Of late I have been nudged by the Lord to re-examine the concept of adoption as it is used in the New Testament. Without the Hebrew background, most bible interpreters have approached adoption from a Roman idea. This has caused us a significant loss of biblical insight.

            In Hebrew, the word adoption and its significance are like a Bar Mitsvah. It is a rite of passage, required to enter spiritual maturity and usefulness. This is clearly laid out in Paul’s letter to the Galatians 4:1-9. I went back to my source for the hermeneutical application in George MacDonald’s book, Creation In Christ.

             C.S. Lewis said of MacDonald, “George MacDonald is the man most like Christ that I have ever encountered.” Digesting with new understanding MacDonald’s insight opened such an excitement within me that I decided to forward the entire article for your reward and spiritual nourishment. Here it is, from Creation in Christ:

Let us look at the passage where Paul reveals his use of the word adoption (Rom. 8:15). It is in other of his epistles, Galatians 4:1-7.

From the passage, it is as plain as St. Paul could make it, that, by the word translated adoption, he means the raising of a father’s own child from the condition of tutelage and subjection to others—a state which, he says, is no better than that of a slave—to the position and rights of a son. None but a child could become a son; the idea is, a spiritual coming of age; only when the child is a man is, he really, fully a son.

The thing holds in the earthly relation. How many children of good parents—good children in the main too—never know those parents, never feel towards them as children might, until, grown up, they have left the house—until, perhaps, they are parents themselves, or are parted from them by death. To be a child is not necessarily to be a son or daughter. The child-ship is the lower condition of the upward process towards the sonship, the soil out of which the true sonship shall grow, the former without which the latter were impossible.

God can no more than an earthly parent be content to have only children: He must have sons and daughters—children of His soul, of His spirit, of His love—not merely in the sense that they love like Him, love as He loves. For this He does not adopt them. He dies to give them Himself, thereby to raise His own to His heart. He gives them a birth from above; they are born again out of Himself and into Himself—for He is the one and all. 

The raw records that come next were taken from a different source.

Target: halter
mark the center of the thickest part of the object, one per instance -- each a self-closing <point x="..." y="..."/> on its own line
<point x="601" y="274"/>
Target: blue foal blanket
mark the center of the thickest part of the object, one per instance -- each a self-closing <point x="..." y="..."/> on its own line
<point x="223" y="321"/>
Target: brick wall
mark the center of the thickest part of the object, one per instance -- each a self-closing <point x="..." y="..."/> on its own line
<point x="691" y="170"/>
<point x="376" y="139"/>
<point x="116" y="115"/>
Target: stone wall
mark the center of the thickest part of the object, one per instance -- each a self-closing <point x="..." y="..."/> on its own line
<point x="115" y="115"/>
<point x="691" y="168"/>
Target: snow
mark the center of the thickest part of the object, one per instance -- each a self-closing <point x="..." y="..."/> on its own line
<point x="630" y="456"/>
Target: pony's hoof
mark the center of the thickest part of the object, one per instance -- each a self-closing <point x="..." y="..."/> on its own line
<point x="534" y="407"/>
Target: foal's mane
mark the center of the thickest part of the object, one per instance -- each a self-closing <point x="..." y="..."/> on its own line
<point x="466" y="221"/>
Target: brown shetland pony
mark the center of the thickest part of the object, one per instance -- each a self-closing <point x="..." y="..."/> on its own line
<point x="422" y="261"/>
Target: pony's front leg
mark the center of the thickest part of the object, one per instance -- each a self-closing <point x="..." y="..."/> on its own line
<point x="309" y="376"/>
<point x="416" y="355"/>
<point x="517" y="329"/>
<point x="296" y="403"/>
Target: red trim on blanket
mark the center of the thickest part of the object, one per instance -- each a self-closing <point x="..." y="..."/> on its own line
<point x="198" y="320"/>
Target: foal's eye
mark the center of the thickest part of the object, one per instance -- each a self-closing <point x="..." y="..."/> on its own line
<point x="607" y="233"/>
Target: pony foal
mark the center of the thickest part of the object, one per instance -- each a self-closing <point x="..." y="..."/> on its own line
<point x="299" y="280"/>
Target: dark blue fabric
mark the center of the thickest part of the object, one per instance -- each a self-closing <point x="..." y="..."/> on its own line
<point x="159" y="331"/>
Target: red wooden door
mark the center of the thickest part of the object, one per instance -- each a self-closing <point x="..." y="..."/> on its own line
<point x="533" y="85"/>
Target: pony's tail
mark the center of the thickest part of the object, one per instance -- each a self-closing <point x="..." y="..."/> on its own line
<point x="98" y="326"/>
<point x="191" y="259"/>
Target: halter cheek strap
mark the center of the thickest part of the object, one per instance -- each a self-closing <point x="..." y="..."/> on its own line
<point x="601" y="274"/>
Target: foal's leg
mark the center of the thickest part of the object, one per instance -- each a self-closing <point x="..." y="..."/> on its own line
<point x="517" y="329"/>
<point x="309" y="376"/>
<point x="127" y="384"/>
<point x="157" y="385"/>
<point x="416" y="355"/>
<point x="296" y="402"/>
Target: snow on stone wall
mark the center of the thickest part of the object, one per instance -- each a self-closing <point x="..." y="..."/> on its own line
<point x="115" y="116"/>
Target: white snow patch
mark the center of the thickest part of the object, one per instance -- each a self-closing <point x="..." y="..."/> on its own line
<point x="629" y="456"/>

His children are not His real, true sons and daughters until they think like Him, feel with Him, judge as He judges, are at home with Him, and without fear before Him because He and they mean the same thing, love the same things, seek the same ends. Nothing will satisfy Him, or do for us, but that we be one with our Father. What else could serve. How else should life ever be a good. Because we are the sons of God, we must become the sons of God (George McDonald, Creation in Christ , edited by Rolland Hein, pgs. 129-130).                       

             The insights MacDonald shares are especially timely as the pressures of our day are requiring an increasing level of maturity. Reread it, meditate on it, and let it penetrate your deepest person. Then take the time to read and re-read Gal. 4:1-9, asking the Holy Spirit to make the meaning clear and applicable to you. Try it in several different translations for greater clarity. It will strengthen your spiritual identity, which is the primary issue in all spiritual warfare.